Recently, the rising cost of aviation fuel and forex scarcity have worsened performance of operators in the sector in recent times. The ripple effect is evident in suspension of operations among airlines, increase in ticket fares, among others.
A review of air tickets prices across major domestic airline companies such as Air peace, Ibom Air, Max Air, and Azman among others shows that the minimum prices for air tickets rose significantly in recent months.

In her remarks, Senate Committee on Aviation Chairperson, Biodun Olujimi, explained that Nigeria’s aviation sector is bedevilled with several challenges, adding that the problem is that Nigeria cannot enforce many of its laws.

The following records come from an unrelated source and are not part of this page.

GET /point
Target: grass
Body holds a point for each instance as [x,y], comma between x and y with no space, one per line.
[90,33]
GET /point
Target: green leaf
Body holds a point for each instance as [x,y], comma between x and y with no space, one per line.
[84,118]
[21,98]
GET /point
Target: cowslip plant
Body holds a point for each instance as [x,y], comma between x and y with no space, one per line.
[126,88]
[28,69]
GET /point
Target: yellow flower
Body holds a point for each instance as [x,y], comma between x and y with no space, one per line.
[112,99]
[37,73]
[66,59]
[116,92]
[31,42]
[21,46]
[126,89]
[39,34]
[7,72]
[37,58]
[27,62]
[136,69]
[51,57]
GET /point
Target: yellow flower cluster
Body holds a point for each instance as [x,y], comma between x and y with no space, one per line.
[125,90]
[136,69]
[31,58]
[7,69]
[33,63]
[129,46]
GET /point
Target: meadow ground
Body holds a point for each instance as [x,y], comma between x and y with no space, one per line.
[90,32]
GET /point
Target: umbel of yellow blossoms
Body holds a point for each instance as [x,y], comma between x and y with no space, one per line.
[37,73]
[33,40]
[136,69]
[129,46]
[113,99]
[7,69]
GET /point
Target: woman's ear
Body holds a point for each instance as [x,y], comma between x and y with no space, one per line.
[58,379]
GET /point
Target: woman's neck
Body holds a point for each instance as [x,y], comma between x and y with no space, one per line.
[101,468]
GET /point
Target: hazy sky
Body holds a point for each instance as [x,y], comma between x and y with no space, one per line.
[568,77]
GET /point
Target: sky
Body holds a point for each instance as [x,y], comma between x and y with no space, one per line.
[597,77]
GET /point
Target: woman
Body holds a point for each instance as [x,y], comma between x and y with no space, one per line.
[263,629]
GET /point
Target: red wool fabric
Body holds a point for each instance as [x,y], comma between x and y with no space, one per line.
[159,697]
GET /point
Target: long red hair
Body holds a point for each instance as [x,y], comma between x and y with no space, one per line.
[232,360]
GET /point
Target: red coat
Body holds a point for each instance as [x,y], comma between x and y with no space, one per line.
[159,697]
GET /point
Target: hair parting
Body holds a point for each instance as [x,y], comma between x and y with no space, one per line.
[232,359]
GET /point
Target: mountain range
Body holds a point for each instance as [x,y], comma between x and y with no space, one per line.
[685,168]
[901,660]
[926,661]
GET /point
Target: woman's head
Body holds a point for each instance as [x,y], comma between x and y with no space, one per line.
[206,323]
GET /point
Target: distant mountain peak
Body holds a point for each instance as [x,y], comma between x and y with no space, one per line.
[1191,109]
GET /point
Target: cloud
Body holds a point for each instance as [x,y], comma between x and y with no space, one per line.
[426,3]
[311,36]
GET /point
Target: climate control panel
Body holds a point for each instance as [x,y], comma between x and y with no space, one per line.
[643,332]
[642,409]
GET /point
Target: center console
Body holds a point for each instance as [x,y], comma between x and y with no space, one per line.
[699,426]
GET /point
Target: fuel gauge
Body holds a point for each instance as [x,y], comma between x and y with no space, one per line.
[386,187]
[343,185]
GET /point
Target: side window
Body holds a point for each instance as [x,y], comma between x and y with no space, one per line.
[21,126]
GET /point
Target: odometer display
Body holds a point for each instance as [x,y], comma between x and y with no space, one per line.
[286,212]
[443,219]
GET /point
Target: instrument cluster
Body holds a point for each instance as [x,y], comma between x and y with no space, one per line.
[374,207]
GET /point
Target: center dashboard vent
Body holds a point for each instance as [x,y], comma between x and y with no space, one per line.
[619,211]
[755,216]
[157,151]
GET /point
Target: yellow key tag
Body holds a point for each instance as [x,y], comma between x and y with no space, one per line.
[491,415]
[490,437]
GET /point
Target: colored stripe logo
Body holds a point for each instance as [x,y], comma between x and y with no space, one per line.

“The country’s aviation industry will suffer if there’s continuous astronomical increase in airfare,” she said.

Speaking further on aviation fuel during a panel session, Peter Dia, a representative of the Oil Marketers Association, said the rising cost of Jet A fuel is triggered by the high exchange rate of the dollars and importation charges.

“Unfortunately we are not producing Jet A fuel in Nigeria. We import all the Jet fuel we are selling in this country and then we continue to battle with taxes and charges from different agencies when the Jet fuel arrives Nigeria,” he said.

Way forward
On his part, a former Director General of the Nigerian Airspace Management Agency, Roland Iyayi, emphasised that there is a need for Nigeria to mine data and develop a credible database for the entire aviation industry before talking about growing the sector.

“We need to see how we will be able to use what we have to get what we need,” he said, adding that airlines are at the nose of the aviation business and that there is a need to remove all the bottlenecks and constraints to growth.

“The future is bright if all the constraints in the sector can be removed,” he said.
Also, Matthew Pwajok, NAMA Director General, said the agency is looking at developing satellite communications, surveillance and navigation across major airports in the country but the facilities are capital intensive.

He said investing in satellite systems is a way forward for airlines to cut operational costs.

Similarly, Airports Council International Africa (ACI Africa) President, Emmanuel Chavez, noted that the future of the country’s aviation sector is bright and that Nigeria should leverage on its population size to attain success in the industry.
“The future of Nigeria is big, but there are more to work on in order to optimise success,” he noted.